A new drug testing regime would be yet another favor from the administration for employers at the expense of employees.
The rule itself would not automatically impose drug tests on the jobless but would let states screen people who file claims for unemployment benefits ― fulfilling a GOP dream from the Obama years. In the wake of the Great Recession, after the national unemployment rate surged to 10%, several Republican-led states clamored for the right to obtain the bodily fluids of people laid off through no fault of their own.
The U.S. Labor Department finalized the rule this week and sent it to the White House for review. A spokesperson for the administration declined to comment.
As part of a compromise bill that extended federal unemployment benefits in 2012, Democrats in Congress agreed to give states some flexibility on testing, but only for workers in fields where such tests are regularly conducted.
The Obama administration originally wrote the rule in such a way that states would be able to test workers in a narrow range of occupations that have a public safety component, such as those that require carrying a firearm.
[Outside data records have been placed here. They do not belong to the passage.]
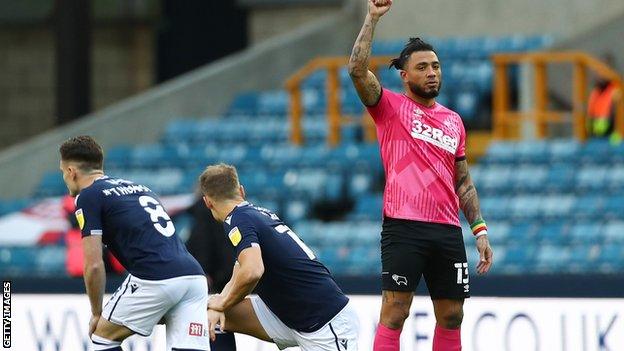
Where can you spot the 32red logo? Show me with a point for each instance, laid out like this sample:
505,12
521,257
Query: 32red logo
196,329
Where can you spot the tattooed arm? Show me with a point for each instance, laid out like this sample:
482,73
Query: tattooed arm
365,82
469,203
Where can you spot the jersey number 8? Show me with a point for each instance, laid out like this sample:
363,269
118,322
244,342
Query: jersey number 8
156,213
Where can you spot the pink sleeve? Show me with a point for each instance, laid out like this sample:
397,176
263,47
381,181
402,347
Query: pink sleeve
383,109
460,154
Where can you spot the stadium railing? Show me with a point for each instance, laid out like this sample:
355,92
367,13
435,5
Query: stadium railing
506,121
335,119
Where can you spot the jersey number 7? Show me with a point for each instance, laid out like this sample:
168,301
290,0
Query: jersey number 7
284,229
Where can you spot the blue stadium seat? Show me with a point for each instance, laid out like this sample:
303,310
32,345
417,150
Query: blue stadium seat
596,151
500,152
368,207
51,184
557,206
588,206
560,178
519,259
552,258
529,178
13,205
592,178
614,232
586,233
614,207
563,150
554,233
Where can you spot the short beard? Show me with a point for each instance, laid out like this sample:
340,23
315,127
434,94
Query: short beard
416,90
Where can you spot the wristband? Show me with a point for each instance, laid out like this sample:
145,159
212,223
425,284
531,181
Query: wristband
478,228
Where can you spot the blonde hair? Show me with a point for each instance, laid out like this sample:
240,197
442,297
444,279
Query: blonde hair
220,182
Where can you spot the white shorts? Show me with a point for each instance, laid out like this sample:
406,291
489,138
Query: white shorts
340,334
140,304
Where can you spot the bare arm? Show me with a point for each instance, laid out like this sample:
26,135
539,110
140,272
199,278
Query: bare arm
466,192
244,279
469,203
365,82
94,272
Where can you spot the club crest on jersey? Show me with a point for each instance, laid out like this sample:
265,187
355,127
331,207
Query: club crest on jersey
80,218
418,113
235,236
196,329
433,135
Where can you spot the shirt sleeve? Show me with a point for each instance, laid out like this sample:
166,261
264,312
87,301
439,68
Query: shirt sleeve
89,213
383,109
460,154
243,234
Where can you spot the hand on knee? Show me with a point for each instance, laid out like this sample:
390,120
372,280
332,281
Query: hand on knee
394,317
102,344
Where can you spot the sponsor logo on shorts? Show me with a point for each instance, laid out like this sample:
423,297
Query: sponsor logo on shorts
196,329
399,279
462,273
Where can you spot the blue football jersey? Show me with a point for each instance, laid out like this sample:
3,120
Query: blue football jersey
295,285
135,227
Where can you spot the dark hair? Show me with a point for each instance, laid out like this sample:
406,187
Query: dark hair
84,150
413,45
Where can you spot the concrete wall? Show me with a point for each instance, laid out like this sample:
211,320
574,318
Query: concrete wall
208,90
563,18
270,21
122,61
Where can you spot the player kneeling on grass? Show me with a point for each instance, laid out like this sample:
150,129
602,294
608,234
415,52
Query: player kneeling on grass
298,301
164,282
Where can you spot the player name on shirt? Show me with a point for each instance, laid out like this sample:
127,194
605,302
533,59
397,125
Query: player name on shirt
125,190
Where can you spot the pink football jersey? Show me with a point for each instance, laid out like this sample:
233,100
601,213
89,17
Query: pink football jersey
419,146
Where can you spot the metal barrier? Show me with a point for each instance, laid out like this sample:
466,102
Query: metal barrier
505,121
335,119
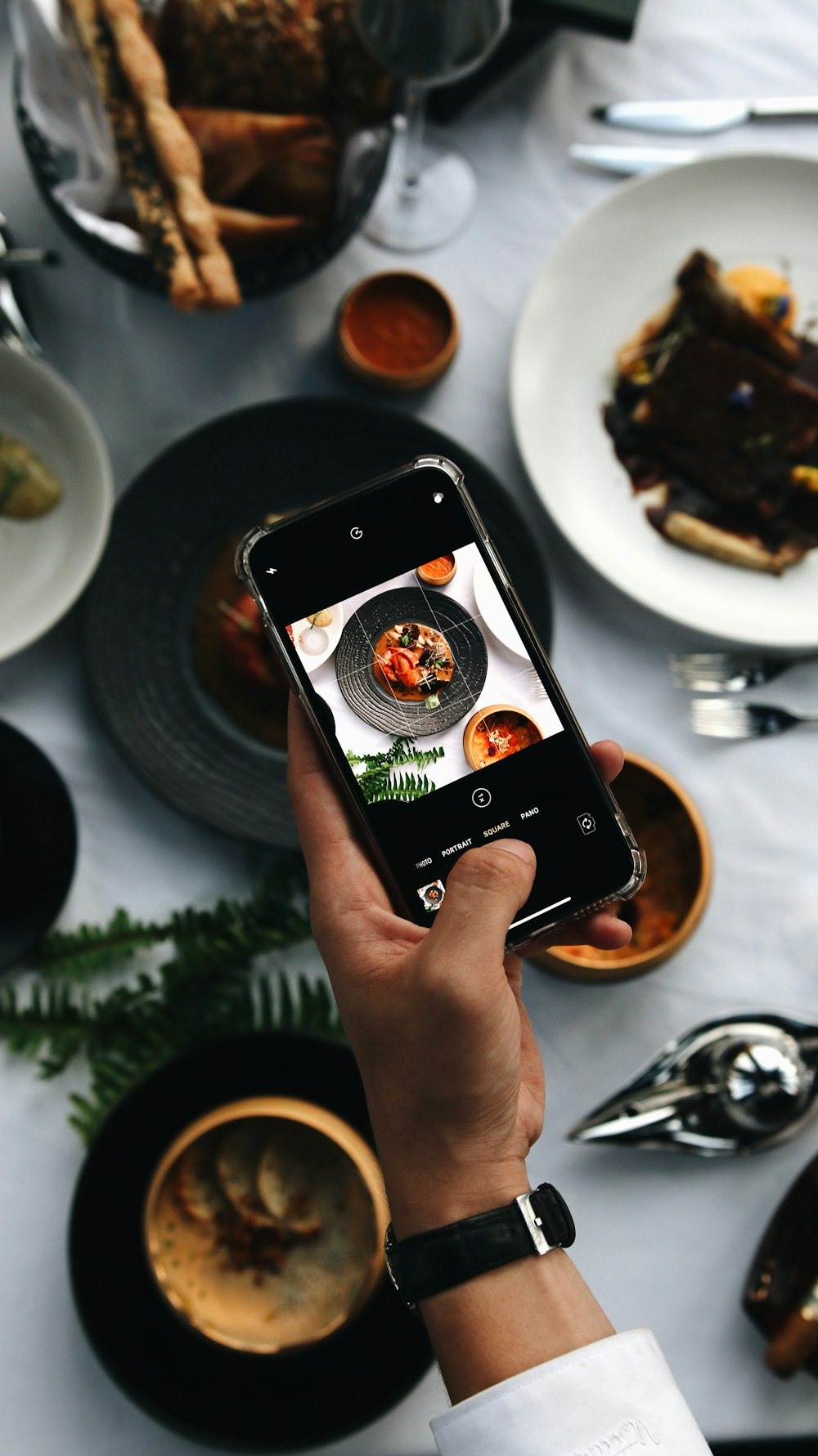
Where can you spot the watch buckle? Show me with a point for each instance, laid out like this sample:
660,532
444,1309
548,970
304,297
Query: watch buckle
534,1225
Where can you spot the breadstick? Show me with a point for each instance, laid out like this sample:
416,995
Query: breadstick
175,150
251,233
158,223
236,146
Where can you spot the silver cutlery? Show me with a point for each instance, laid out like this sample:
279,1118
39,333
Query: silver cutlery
15,332
700,117
725,718
724,1088
728,671
629,160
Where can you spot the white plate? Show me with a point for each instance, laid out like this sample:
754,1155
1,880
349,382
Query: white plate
601,281
46,564
493,612
333,632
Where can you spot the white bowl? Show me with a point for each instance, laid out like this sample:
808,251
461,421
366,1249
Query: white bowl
46,562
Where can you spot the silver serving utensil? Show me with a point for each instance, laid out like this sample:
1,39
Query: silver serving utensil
725,1088
15,332
725,718
702,117
728,671
629,160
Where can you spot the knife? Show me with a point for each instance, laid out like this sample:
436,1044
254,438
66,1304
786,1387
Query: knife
699,117
629,160
15,332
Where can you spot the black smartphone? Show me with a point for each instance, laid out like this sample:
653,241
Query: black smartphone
411,654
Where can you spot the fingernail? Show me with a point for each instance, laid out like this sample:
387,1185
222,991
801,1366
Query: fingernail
519,848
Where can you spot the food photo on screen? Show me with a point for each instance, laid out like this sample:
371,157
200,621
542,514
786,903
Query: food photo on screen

Once Donald Trump took office, congressional Republicans struck the rule down.
The Trump version, which the Labor Department proposed last year, says states can require testing for any occupation in which employers regularly test new hires ― a much broader category than employers who test employees on an ongoing basis.
“If they say that anybody who is in a profession that is regularly pre-employment drug-screened, that could be anybody,” said Michele Evermore, a senior researcher and policy analyst for the National Employment Law Project.
Past surveys have suggested that most employers screen new hires, but the practice may be falling out of favor as the labor market has tightened and attitudes toward marijuana relax.
The regulation would essentially allow states to take over drug testing programs that are currently run by employers. States could potentially save money on unemployment compensation from people either failing or refusing to take the tests.
Only workers who are laid off through no fault of their own from jobs they’d held for most of the previous year are eligible for unemployment insurance. Benefits vary by state.
The final version of the rule could differ from the proposed version. The Labor Department asked for input on whether states could actually save money. Texas workforce officials estimated the tests would cost $1 million, but the state would save $12 million thanks to fewer people receiving unemployment compensation. The Labor Department describes the cost-benefit data as “limited.”
The American Civil Liberties Union and worker advocacy groups have warned that drug tests could be a waste of money, an affront to worker dignity and an unconstitutional invasion of people’s privacy.
“If states implement this federal rule, they will end up spending money implementing a costly program that does not help employers or workers while spending more money defending the program when its constitutionality is challenged in court,” the ACLU’s Kanya Bennett and Charlotte Resing wrote earlier this year.